İlâve, hadiste geçen garib bir kelimeyi açıklamak maksadıyla olduğu gibi,
hadisin ihtiva ettiği bir hükme dikkat çekmek maksadıyla da olabilir. Her iki
halde de ilave edilen sözü ravi asıl metinden belirtip ayırmaz. Hadîsi ondan
alanlar da ayıklama yapmaksızın rivayet ederler. Böylece o ilave hadisin
aslından zannedilir. Ancak tahkik ehli bu hadisi başka tariklerden gelen
vecihleriyle karşılaştırmak suretiyle bu ziyâdeyi ortaya çıkarabilirler.

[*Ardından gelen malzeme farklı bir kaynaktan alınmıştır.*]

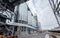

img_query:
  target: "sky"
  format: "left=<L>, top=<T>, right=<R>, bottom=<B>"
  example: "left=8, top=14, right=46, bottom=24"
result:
left=27, top=0, right=59, bottom=30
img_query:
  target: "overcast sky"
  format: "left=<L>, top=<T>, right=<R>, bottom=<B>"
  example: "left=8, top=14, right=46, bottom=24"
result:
left=27, top=0, right=58, bottom=30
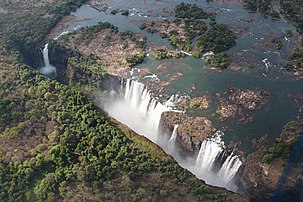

Tahrîf veya tashîf denen bir ameliye ile de
hadiste muhalefet hasıl olur. Şöyle ki: Ravi, bazan -herhangi bir kasda mebni
olmaksızın- senette geçen isimlerin veya metinde geçen kelimelerin harflerinde
değişiklik yapar. Harfleri takdim, tehir, değiştirme, kelimenin tabiatını
bozacak şekilde noktaları yanlış koyma veya koymama gibi. Bu durum metinde ise,
manayı tağyîr eder, senette ise raviyi değişik gösterir. Rivayet, bazı
harflerinde meydana gelen değişikliğe maruz kalmışsa muharref, noktalamada
değişikliklere maruz kalmışsa musahhaf ismini alır.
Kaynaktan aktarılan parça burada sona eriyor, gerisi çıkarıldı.